In this work, the in vitro and in vivo effects of Cr(VI) on immune parameters of the marine bivalve Mytilus galloprovincialis were evaluated. Hemocyte incubation with different concentrations of Cr(VI) (0.1–1–10–100 μM) induced a dose-dependent decrease in lysosomal membrane stability (LMS). Decreases in extracellular lysozyme release and phagocytic activity were also observed, with stronger effects at lower metal concentrations. On the other hand, in these conditions, Cr(VI) stimulated extracellular superoxide production and nitrite accumulation.

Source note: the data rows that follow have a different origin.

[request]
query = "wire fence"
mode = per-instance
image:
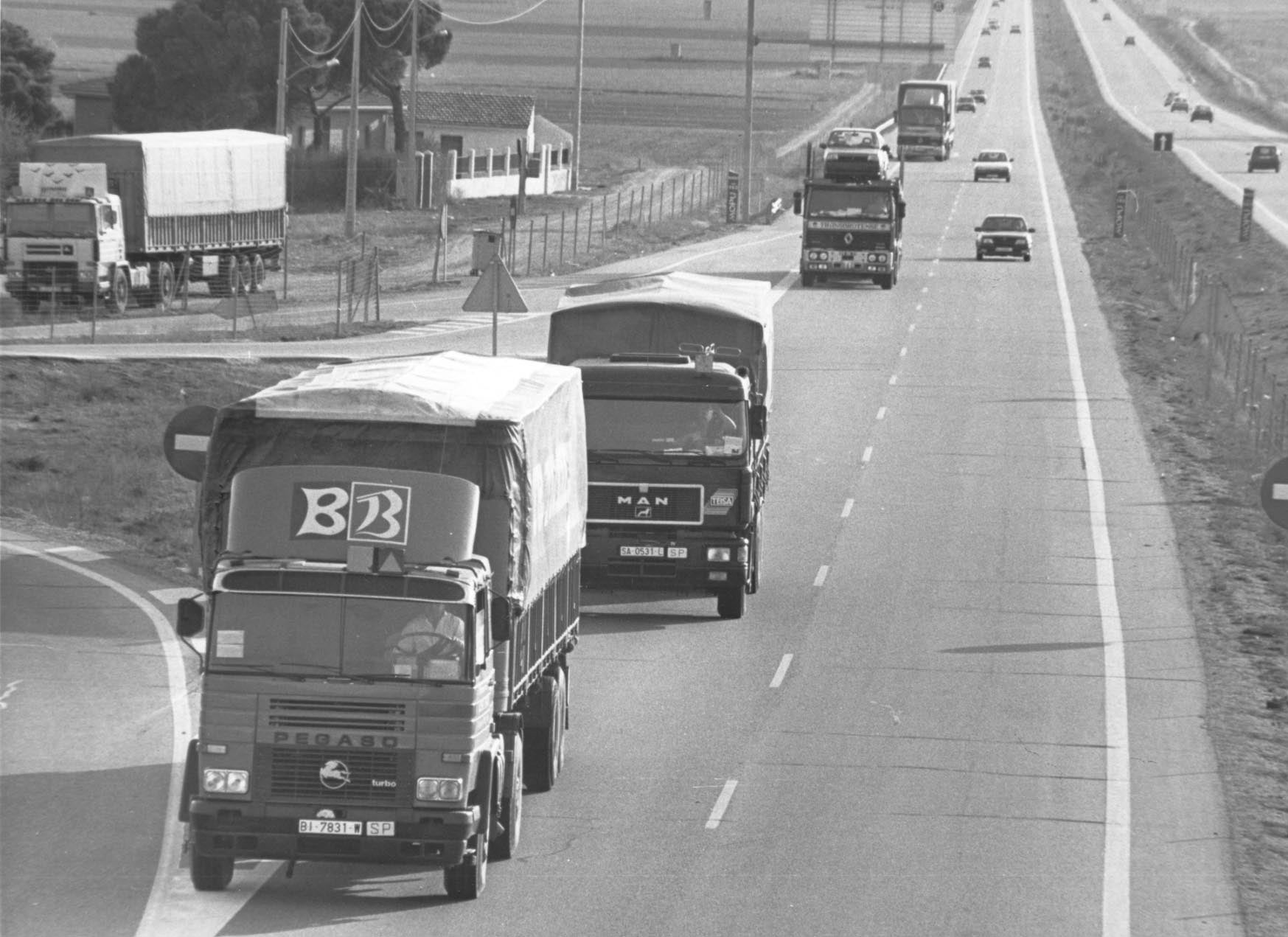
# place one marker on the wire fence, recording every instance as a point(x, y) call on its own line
point(1239, 374)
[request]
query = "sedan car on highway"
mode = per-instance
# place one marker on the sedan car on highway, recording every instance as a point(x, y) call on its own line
point(993, 164)
point(1264, 156)
point(1003, 236)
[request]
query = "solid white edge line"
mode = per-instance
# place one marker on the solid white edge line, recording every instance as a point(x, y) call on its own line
point(1115, 871)
point(182, 714)
point(781, 672)
point(722, 805)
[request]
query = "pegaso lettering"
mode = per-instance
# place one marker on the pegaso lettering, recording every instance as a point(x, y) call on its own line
point(361, 512)
point(335, 740)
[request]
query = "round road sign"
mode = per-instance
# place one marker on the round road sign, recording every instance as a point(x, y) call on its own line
point(1274, 492)
point(187, 438)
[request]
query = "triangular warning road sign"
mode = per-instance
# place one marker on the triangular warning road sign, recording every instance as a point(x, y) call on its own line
point(495, 293)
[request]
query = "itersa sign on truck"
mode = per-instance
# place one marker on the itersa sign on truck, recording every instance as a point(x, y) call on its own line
point(391, 569)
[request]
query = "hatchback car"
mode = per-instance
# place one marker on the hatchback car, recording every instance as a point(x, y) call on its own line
point(992, 164)
point(1264, 156)
point(1003, 236)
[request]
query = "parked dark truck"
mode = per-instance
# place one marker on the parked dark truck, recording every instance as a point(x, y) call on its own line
point(115, 217)
point(675, 374)
point(391, 592)
point(853, 226)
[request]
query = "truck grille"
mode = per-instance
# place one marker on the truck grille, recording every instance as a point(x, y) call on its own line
point(626, 504)
point(351, 775)
point(338, 714)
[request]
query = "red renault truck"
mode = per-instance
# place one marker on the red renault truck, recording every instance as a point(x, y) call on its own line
point(389, 557)
point(675, 374)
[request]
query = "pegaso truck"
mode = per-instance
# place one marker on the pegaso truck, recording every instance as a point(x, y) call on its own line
point(675, 375)
point(112, 217)
point(389, 557)
point(926, 114)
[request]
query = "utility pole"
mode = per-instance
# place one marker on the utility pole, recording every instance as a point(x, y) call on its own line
point(745, 196)
point(351, 177)
point(410, 173)
point(581, 57)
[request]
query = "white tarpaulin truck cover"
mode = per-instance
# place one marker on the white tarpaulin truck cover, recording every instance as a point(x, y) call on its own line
point(514, 428)
point(658, 313)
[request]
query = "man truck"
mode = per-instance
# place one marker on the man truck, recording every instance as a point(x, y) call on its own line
point(389, 559)
point(852, 224)
point(111, 217)
point(675, 374)
point(926, 114)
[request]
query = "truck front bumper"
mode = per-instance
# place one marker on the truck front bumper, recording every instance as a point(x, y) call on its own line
point(255, 830)
point(678, 564)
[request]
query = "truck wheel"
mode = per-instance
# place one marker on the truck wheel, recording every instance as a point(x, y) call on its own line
point(120, 291)
point(210, 873)
point(512, 807)
point(467, 881)
point(732, 602)
point(544, 739)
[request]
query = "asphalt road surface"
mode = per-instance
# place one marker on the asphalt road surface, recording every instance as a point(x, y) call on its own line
point(967, 699)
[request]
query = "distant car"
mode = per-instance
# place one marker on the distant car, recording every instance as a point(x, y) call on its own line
point(993, 164)
point(1264, 156)
point(1003, 236)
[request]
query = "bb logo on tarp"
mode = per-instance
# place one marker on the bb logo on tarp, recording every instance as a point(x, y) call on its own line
point(363, 512)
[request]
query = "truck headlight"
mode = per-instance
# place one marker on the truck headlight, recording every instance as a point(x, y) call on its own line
point(439, 788)
point(224, 781)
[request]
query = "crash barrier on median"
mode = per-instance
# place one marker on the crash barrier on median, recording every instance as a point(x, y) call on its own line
point(1236, 372)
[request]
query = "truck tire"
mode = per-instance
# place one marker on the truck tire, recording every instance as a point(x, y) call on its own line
point(507, 843)
point(732, 602)
point(210, 873)
point(120, 291)
point(544, 736)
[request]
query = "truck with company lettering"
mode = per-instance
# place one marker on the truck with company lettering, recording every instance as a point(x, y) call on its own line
point(112, 217)
point(926, 115)
point(852, 224)
point(675, 374)
point(389, 559)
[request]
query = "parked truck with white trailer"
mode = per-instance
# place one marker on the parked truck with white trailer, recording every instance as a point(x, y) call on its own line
point(119, 217)
point(391, 557)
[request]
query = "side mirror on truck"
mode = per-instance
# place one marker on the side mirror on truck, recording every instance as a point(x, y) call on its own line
point(189, 618)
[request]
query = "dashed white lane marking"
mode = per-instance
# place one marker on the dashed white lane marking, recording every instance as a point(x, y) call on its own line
point(722, 805)
point(779, 675)
point(76, 554)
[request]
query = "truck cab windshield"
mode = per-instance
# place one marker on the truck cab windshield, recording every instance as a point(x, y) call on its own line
point(52, 219)
point(848, 203)
point(336, 635)
point(679, 428)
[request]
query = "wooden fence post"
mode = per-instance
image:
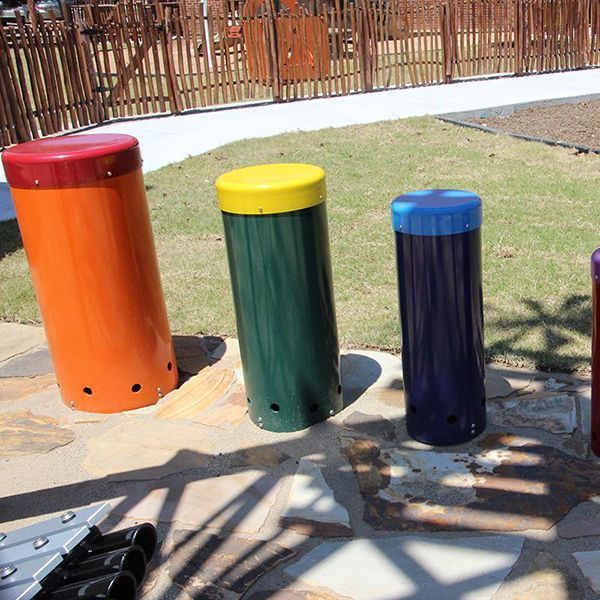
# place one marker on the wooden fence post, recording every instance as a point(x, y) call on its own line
point(91, 79)
point(164, 35)
point(271, 47)
point(448, 41)
point(365, 45)
point(519, 36)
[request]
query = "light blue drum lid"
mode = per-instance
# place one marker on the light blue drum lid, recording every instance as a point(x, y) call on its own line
point(437, 212)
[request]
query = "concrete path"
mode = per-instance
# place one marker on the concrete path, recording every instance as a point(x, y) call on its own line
point(169, 139)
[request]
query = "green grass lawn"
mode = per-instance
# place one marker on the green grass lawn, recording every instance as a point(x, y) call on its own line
point(541, 223)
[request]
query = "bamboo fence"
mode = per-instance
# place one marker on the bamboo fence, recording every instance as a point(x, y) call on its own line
point(104, 62)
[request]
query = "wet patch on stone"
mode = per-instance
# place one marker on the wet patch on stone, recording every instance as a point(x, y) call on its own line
point(554, 413)
point(146, 450)
point(296, 595)
point(25, 433)
point(312, 508)
point(545, 579)
point(197, 394)
point(589, 563)
point(493, 487)
point(211, 566)
point(582, 521)
point(257, 456)
point(192, 352)
point(372, 425)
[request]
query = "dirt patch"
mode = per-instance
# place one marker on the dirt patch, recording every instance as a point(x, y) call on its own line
point(577, 124)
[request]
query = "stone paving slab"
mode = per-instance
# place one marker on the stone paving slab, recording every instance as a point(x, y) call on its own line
point(16, 339)
point(358, 475)
point(312, 508)
point(498, 484)
point(236, 502)
point(147, 449)
point(211, 566)
point(589, 563)
point(410, 567)
point(37, 362)
point(197, 394)
point(25, 433)
point(13, 389)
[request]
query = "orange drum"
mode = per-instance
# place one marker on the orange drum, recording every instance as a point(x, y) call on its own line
point(82, 210)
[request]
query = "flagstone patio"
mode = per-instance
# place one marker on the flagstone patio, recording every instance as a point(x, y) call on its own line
point(351, 508)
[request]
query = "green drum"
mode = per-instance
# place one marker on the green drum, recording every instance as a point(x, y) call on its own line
point(275, 221)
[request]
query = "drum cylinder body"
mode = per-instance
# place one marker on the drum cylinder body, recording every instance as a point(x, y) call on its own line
point(82, 211)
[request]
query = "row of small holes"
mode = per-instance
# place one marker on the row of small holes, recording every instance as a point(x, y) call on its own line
point(275, 407)
point(135, 388)
point(451, 419)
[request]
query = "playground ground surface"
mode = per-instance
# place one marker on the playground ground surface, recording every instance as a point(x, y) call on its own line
point(539, 232)
point(577, 124)
point(350, 509)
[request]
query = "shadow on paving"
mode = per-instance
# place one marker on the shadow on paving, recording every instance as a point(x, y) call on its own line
point(540, 485)
point(556, 326)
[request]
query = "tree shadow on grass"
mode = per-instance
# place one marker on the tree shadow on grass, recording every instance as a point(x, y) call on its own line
point(554, 325)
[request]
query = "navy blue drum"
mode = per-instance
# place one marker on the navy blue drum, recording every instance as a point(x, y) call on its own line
point(438, 252)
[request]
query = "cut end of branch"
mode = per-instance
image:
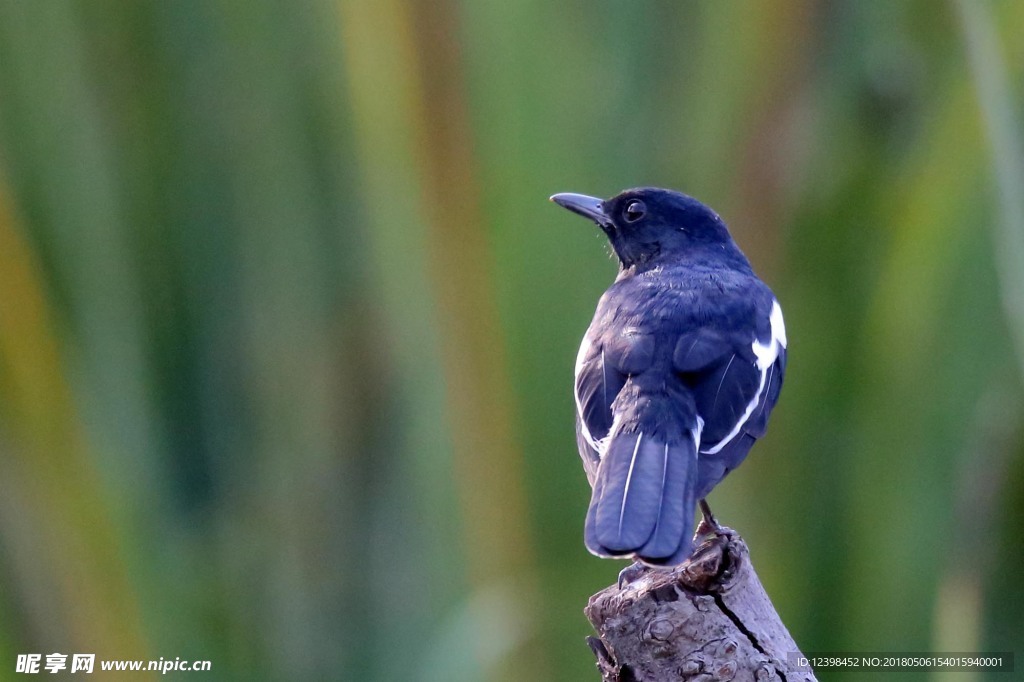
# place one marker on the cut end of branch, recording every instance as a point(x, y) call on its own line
point(707, 620)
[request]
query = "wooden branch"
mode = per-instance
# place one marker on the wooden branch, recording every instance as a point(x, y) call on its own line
point(706, 621)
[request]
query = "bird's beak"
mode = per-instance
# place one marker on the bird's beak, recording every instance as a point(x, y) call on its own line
point(588, 207)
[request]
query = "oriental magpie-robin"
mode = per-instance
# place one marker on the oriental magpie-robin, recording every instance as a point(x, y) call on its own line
point(677, 374)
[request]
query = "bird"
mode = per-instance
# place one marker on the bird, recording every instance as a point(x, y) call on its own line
point(676, 376)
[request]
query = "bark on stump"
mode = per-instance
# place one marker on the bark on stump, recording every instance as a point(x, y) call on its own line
point(708, 620)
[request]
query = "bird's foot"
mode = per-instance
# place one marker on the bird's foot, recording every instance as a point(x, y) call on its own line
point(709, 524)
point(631, 572)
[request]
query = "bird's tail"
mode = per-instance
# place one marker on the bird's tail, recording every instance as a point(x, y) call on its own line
point(643, 499)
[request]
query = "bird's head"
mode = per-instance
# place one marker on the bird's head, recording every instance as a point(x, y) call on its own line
point(649, 224)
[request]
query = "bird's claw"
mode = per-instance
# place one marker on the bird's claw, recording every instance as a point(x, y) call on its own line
point(631, 572)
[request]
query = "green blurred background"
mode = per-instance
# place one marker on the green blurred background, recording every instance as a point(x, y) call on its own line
point(287, 324)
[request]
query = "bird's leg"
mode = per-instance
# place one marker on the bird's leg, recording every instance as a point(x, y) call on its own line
point(709, 524)
point(631, 572)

The effects of Cr(VI) were also evaluated in mussels exposed to the metal (0.1–1–10 μg L−1, corresponding to nanomolar concentrations) for 96 h. Decreases in hemocyte LMS values and in serum lysozyme activity were observed with increasing metal concentrations. Decreased phagocytic activity and increased NO production were recorded, with stronger effects at lower concentrations. In these conditions, decreased Total Hemocyte Counts (THC), but no necrotic/apoptotic processes were observed. Moreover, Cr(VI) at both 0.1 and 1 μg L−1 seemed to induce significant changes in transcription of immune genes (lysozyme, Mytilin C, Myticin B, defensin, MgC1q), of the serotonin receptor (5-HTR) and of the stress protein HSP70, whereas that of the anti-apoptotic gene p53 was unaffected. Overall, the results indicate that exposure to non-toxic, environmentally relevant concentrations of Cr(VI) can modulate functional and molecular immune parameters in M. galloprovincialis.